Soon, “Have you had Marty’s waffles?” became a familiar phrase heard around town and school. Realizing his teaching position would be in jeopardy within a few years due to ever-shrinking budgets, Marty saw that this was his chance at the mobile food business that he always wanted.
He took the leap and began fabricating a food truck. In August of 2011, he bought a used step van. While still teaching full time during the 2012–13 school year, he and his former student and friend, Pete Hall, began the arduous task of gutting the delivery truck. In their spare time, they transformed it with their bare hands into an outfitted, health department-approved kitchen on wheels. Fortunately for Marty, his wife Julie, a professional graphic designer, took on the job of branding the company and designing the food truck. Marty and Pete did the custom paint job themselves, too. Once the finishing touches were applied and the truck was finally finished, they all knew they had something far greater than they could have ever imagined. The truck launched in August 2013. You can view an album of the finished truck design here.

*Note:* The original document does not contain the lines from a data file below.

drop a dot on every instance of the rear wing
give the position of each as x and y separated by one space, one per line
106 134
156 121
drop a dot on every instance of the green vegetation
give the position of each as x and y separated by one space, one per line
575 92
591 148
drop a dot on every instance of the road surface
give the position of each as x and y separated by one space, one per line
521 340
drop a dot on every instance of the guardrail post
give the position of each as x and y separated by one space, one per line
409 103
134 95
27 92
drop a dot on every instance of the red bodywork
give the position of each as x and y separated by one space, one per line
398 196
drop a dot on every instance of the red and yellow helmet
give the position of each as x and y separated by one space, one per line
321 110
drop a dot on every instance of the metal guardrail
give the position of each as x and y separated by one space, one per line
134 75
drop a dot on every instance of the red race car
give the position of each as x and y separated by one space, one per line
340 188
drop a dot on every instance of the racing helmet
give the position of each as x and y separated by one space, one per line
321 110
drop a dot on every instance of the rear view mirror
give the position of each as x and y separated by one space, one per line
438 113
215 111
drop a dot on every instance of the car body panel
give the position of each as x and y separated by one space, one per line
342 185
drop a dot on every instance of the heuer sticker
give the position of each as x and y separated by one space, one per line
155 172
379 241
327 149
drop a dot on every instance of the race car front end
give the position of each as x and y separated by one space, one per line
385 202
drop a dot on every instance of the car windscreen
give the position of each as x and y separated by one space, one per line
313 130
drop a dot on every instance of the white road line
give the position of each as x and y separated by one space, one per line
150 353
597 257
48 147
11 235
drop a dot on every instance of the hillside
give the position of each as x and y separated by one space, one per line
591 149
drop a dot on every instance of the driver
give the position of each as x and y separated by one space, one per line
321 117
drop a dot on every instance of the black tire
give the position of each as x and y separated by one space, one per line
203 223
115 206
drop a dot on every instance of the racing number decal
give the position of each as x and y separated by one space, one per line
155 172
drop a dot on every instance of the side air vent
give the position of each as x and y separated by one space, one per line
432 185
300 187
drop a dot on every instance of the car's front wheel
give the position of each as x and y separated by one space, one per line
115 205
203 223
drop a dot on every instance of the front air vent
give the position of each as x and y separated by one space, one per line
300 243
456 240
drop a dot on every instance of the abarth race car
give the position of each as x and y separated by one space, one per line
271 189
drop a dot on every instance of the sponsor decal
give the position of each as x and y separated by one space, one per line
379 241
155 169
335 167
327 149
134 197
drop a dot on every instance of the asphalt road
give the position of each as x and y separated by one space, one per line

The success of Marty’s Waffles relies heavily on many important people. Marty is the president/owner/daily operator of the business while Julie tends to all things design, branding, and social media. Pete Hall is Marty’s right-hand man when he is not traveling to exotic locations in the Caribbean, Hawaii, Miami, or Southern California to sing and perform with his bands. Willing family, friends, and neighbors come to the rescue for larger events, too. No matter whom you may encounter on the truck, you will always be greeted with a smile. Our goal is to ensure every customer experiences our waffles as if they’ve stepped into our very own kitchen, sharing this family treasure with them, because that’s how it all started!
Ivo & Mathelde Hoste are the people in the photograph. They are Marty’s Belgian Great-Great-Great Grandparents on the Meersman side of his family. The original, hand-colored photo is in a large, bubble glass frame and dates from c.1860 (minus the flying waffles). It is a family treasure passed down from Marty’s Great Grandfather to his Grandfather, then to his Dad, and then to Marty. It is one of the oldest family posessions he has.